The old city of Jerusalem is an interesting place to visit especially if you are a religious person. This is a city where holy meets secular, old meets new and more important nature and outstanding architecture merge into a melting pot of sights and sounds. In addition, Jerusalem is a place where the three main faiths meet. For Christians, it is the place where Jesus was crucified, for Jews, it is the place of Kind David’s throne and the capital city of the modern Israel, and for Muslims it is a sacred place of worship.
Situated in the Judean Mountains, north of the Dead Sea, Jerusalem is home to over 750,000 residents. What is interesting is that the area known as the Old City of Jerusalem is only about one square kilometer, but holds incredible importance to so many people across the world.

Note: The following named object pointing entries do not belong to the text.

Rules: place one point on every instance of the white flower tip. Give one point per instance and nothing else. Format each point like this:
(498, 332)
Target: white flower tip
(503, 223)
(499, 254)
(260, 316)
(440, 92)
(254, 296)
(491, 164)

This place is home to very special sites of religious significance, including the Dome of the Rock, al-Aqsa Mosque, the Church of the Holy of Sepulchre, the Western Wall and the Temple Mount. The Old City has been divided into four different quarters and they include the Muslim quarters, the Jewish quarters, the Christian quarters and the Armenian quarters.
Each quarter here has its own exceptional environment, attraction, and experiences. One of the best ways to experience life in the old city of Jerusalem is with a tour, entering the walled Old City through one of its 7 gates.
The Christian quarter is home to around forty holy sites. You will find pilgrims and priest from all over the planet here. This quarter was built based on the idea that Jesus was crucified and buried there.
The Armenian quarter is the smallest quarter in the Old City. It is home to about 2,500 people and they are believed to have lived here for over 2,000 years. The Armanian Patriarchate is one of the guardians of the Christian Holy sites in the Holy land.
The Muslim quarter is the busiest and most crowded quarter. You will see vendors selling various products in these streets. The Dome of the Rock (Qubbat as-Sakhrah) along with the al-Aqsa Mosque is situated in the Temple Mount and non-Muslims are not granted entrance, with the exception of tourists in organized tours (private or group tours).
The Jewish quarter may not seem as busy like the Muslim quarter and there are no entrance restrictions. This quarter is rich in history, as before reconstruction began, archeologists had a unique opportunity to excavate and uncover part of Jerusalem’s ancient history.
It is highly advisable that you tour the Old City of Jerusalem.